Re: [PATCH] mm/vmalloc: Fix unlock order in s_stop()

From: Uladzislau Rezki
Date: Mon Dec 14 2020 - 10:12:18 EST


On Sun, Dec 13, 2020 at 09:51:34PM +0000, Matthew Wilcox wrote:
> On Sun, Dec 13, 2020 at 07:39:36PM +0100, Uladzislau Rezki wrote:
> > On Sun, Dec 13, 2020 at 01:08:43PM -0500, Waiman Long wrote:
> > > When multiple locks are acquired, they should be released in reverse
> > > order. For s_start() and s_stop() in mm/vmalloc.c, that is not the
> > > case.
> > >
> > > s_start: mutex_lock(&vmap_purge_lock); spin_lock(&vmap_area_lock);
> > > s_stop : mutex_unlock(&vmap_purge_lock); spin_unlock(&vmap_area_lock);
> > >
> > > This unlock sequence, though allowed, is not optimal. If a waiter is
> > > present, mutex_unlock() will need to go through the slowpath of waking
> > > up the waiter with preemption disabled.

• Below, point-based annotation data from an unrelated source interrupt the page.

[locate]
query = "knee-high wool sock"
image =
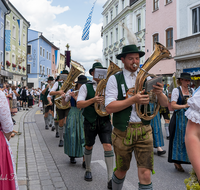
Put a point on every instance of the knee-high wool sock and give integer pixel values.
(117, 184)
(88, 157)
(109, 159)
(146, 187)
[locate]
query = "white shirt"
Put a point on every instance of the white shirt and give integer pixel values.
(112, 91)
(83, 91)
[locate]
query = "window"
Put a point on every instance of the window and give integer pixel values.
(155, 5)
(169, 38)
(28, 68)
(116, 34)
(122, 4)
(40, 51)
(29, 49)
(196, 20)
(24, 39)
(14, 32)
(2, 30)
(111, 15)
(107, 41)
(116, 9)
(138, 23)
(155, 39)
(111, 38)
(40, 69)
(106, 19)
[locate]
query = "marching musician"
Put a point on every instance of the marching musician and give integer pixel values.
(130, 133)
(61, 113)
(94, 124)
(47, 107)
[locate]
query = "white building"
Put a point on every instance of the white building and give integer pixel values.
(131, 14)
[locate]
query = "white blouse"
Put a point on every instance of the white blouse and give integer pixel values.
(193, 112)
(5, 116)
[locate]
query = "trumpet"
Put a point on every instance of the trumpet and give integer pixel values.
(66, 95)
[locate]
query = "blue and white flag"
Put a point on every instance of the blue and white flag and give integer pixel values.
(86, 30)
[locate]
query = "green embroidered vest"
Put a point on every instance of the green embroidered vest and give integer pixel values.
(89, 112)
(121, 118)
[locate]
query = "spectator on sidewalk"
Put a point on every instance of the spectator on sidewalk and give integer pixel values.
(7, 166)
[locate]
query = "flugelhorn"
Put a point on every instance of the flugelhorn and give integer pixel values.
(100, 108)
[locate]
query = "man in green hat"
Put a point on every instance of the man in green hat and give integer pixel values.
(130, 133)
(47, 107)
(95, 124)
(61, 113)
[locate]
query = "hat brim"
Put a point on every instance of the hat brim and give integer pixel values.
(119, 56)
(90, 71)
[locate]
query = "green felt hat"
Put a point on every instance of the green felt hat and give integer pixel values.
(96, 65)
(130, 49)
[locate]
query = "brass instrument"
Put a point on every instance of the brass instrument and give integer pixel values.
(159, 53)
(100, 108)
(68, 84)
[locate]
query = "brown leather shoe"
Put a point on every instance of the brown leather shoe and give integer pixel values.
(179, 167)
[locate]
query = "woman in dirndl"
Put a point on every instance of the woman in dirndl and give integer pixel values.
(74, 137)
(177, 127)
(192, 137)
(14, 101)
(8, 179)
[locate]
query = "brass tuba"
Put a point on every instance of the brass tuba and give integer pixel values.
(68, 84)
(159, 53)
(100, 108)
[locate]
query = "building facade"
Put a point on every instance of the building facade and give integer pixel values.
(188, 42)
(161, 26)
(61, 64)
(117, 16)
(39, 59)
(16, 35)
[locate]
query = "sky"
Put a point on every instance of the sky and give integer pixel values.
(62, 22)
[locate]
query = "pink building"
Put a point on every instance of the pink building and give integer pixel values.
(161, 26)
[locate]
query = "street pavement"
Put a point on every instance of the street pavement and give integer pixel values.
(42, 165)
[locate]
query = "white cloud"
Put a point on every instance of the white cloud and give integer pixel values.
(42, 16)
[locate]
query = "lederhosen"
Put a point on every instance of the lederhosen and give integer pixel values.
(128, 137)
(95, 124)
(61, 113)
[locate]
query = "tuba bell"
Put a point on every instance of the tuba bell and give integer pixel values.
(68, 84)
(100, 108)
(159, 53)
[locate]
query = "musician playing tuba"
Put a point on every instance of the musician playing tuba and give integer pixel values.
(130, 133)
(61, 113)
(95, 125)
(47, 108)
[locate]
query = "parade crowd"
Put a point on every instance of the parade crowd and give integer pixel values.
(122, 132)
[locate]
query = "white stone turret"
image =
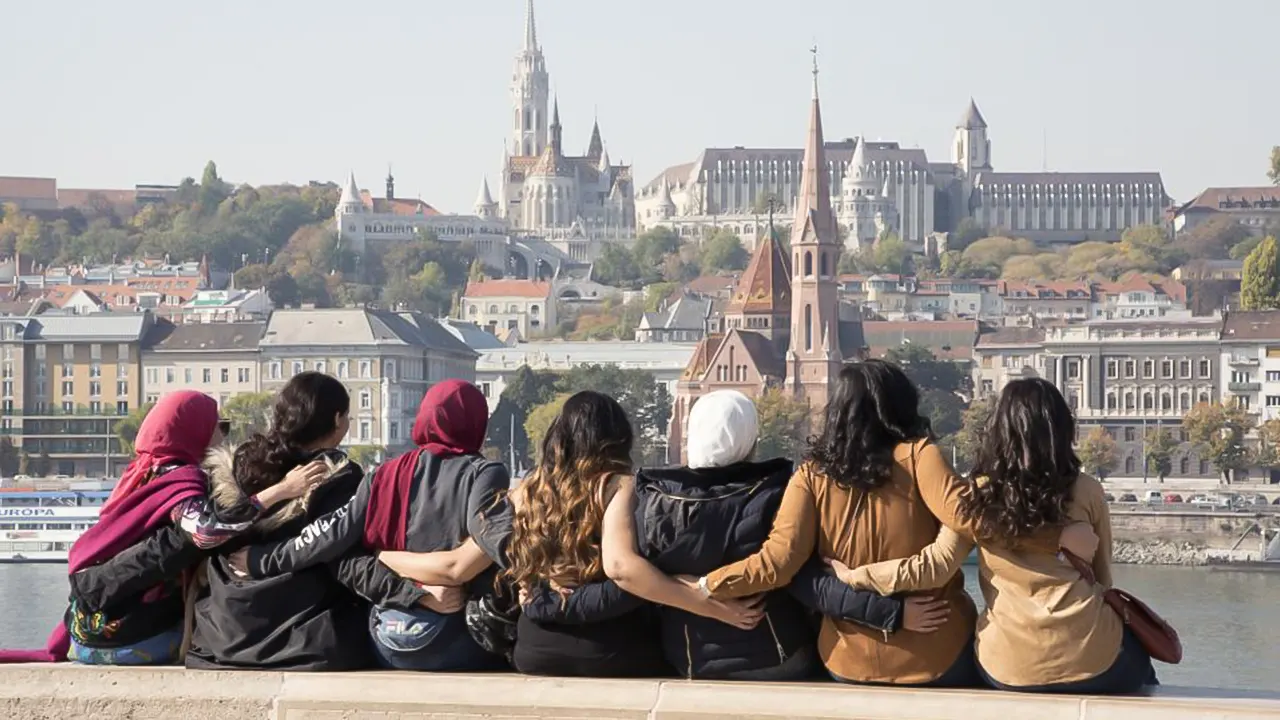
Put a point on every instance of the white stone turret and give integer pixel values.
(485, 205)
(530, 90)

Fix that by releasing the
> > > spinlock first before the mutex.
> > >
> > > Fixes: e36176be1c39 ("mm/vmalloc: rework vmap_area_lock")
> > > Signed-off-by: Waiman Long <longman@xxxxxxxxxx>
> > > ---
> > > mm/vmalloc.c | 4 ++--
> > > 1 file changed, 2 insertions(+), 2 deletions(-)
> > >
> > > diff --git a/mm/vmalloc.c b/mm/vmalloc.c
> > > index 6ae491a8b210..75913f685c71 100644
> > > --- a/mm/vmalloc.c
> > > +++ b/mm/vmalloc.c
> > > @@ -3448,11 +3448,11 @@ static void *s_next(struct seq_file *m, void *p, loff_t *pos)
> > > }
> > >
> > > static void s_stop(struct seq_file *m, void *p)
> > > - __releases(&vmap_purge_lock)
> > > __releases(&vmap_area_lock)
> > > + __releases(&vmap_purge_lock)
> > > {
> > > - mutex_unlock(&vmap_purge_lock);
> > > spin_unlock(&vmap_area_lock);
> > > + mutex_unlock(&vmap_purge_lock);
> > > }
> > >
> > > static void show_numa_info(struct seq_file *m, struct vm_struct *v)
> > BTW, if navigation over both list is an issue, for example when there
> > are multiple heavy readers of /proc/vmallocinfo, i think, it make sense
> > to implement RCU safe lists iteration and get rid of both locks.
>
> If we need to iterate the list efficiently, i'd suggest getting rid of
> the list and using an xarray instead. maybe a maple tree, once that code
> is better exercised.
>
Not really efficiently. We need just a full scan of it propagating the
information about mapped and un-purged areas to user space applications.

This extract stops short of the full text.